2020-02-14 Thread schmidh
Brilliant! Very kind of you. Thanks! 


Re: Idiomatic sequence functions

2020-02-14 Thread Hlaaftana
The idiomatic way to do this is to use an iterator. The 
[itertools](https://github.com/narimiran/itertools) library has this iterator 
under the name `islice`. Here is how the implementation for `take` would look 
anyway:


var lst = @[1, 2, 3, 4, 5, 6, 7, 8, 9, 10]

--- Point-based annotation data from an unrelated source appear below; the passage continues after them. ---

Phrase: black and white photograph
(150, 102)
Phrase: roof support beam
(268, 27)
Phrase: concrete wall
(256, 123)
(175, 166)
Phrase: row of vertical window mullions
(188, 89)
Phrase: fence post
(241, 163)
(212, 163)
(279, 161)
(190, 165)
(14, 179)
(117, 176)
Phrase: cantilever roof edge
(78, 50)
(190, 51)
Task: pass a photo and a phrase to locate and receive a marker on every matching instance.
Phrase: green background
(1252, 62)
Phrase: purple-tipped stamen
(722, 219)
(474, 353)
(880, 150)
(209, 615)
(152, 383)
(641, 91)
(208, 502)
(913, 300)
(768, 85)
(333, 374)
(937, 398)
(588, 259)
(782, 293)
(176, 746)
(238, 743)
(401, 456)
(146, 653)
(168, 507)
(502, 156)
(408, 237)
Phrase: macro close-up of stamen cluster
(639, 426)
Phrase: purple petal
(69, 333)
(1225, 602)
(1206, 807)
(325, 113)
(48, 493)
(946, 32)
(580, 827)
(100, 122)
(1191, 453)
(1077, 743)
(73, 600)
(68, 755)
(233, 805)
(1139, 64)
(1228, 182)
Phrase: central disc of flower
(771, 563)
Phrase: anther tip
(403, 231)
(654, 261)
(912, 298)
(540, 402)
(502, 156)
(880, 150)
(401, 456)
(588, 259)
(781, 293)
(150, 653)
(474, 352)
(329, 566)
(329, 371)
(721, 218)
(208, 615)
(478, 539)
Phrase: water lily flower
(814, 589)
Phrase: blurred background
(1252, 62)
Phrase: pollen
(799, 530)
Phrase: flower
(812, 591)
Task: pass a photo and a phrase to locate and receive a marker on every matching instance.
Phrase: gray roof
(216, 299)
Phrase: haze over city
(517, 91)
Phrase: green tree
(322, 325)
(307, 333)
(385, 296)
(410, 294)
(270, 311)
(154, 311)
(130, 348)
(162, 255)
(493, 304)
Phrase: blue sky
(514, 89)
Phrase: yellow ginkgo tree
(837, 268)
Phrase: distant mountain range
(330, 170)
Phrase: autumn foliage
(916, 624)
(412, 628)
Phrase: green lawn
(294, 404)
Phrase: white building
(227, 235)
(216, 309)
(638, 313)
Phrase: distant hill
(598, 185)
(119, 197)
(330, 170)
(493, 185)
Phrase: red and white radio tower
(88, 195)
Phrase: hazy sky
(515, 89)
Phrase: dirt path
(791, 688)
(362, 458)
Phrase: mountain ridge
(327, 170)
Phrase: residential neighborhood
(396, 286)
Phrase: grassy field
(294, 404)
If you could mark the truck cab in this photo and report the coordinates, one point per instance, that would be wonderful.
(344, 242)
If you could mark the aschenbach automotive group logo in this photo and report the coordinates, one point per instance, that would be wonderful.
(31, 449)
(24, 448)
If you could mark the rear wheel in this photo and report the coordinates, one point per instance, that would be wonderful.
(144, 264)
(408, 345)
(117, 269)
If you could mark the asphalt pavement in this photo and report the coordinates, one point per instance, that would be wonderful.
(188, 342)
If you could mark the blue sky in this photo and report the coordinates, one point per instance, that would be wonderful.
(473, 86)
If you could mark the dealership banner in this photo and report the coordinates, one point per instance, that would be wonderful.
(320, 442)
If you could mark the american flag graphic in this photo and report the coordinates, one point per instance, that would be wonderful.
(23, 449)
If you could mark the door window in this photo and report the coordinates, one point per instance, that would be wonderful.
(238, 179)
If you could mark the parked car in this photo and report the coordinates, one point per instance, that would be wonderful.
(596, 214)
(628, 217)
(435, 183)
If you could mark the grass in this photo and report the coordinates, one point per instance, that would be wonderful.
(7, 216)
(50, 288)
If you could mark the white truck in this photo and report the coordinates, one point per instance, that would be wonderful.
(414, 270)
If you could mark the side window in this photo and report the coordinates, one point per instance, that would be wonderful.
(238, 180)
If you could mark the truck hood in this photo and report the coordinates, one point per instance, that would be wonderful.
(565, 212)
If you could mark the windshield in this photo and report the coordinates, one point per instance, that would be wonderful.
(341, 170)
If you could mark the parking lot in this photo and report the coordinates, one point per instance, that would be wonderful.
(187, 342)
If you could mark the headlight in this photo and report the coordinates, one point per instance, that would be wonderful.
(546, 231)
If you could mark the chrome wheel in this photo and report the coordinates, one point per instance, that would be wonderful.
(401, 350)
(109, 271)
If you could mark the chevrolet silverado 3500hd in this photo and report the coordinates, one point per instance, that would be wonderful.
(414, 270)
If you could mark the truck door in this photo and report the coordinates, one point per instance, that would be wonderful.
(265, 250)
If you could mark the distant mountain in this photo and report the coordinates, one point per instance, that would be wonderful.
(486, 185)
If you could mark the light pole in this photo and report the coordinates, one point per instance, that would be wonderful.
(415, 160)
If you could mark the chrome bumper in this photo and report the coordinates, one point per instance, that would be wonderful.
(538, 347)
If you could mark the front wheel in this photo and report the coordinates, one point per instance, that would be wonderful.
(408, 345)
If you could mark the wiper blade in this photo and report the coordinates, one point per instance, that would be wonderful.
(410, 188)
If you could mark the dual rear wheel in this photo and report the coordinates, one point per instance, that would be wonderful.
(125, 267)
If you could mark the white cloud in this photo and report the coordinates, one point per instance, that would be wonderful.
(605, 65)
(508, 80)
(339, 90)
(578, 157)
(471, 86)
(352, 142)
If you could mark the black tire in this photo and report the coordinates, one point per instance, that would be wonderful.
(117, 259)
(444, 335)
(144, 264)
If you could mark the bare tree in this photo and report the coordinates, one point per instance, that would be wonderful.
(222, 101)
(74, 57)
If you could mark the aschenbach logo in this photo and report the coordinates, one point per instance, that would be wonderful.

iterator take[T](s: openarray[T], n: int): T =
  assert n <= s.len
  var i = 0
  while i < n:
yield s[i]
inc i

for n in lst.take(5):
  echo n


Run


Re: Idiomatic sequence functions

2020-02-13 Thread schmidh
Awesome. Thanks for your answer! 


Re: Idiomatic sequence functions

2020-02-13 Thread treeform
Its [0 ..< 5]

You want slicing: 
[https://narimiran.github.io/nim-basics/#_indexing_and_slicing](https://narimiran.github.io/nim-basics/#_indexing_and_slicing)

See here: 
[https://play.nim-lang.org/#ix=2bFa](https://play.nim-lang.org/#ix=2bFa)


Idiomatic sequence functions

2020-02-13 Thread schmidh
Being new to Nim I'm missing basic list/sequence functions like e.g. take.


var lst = @[1, 2, 3, 4, 5, 6, 7, 8, 9, 10]
for n in lst.take(5)
  echo n
# 1
# 2
# 3
# 4
# 5


Run

I would also assume that there would be an iterator but I couldn't find any in 
the documentation. Is there a reason for it? Like functional style in Nim is 
discouraged? Or is there another more Nim idiomatic way to do it? Slices might 
be used in this case but would throw an exception when the list is too short.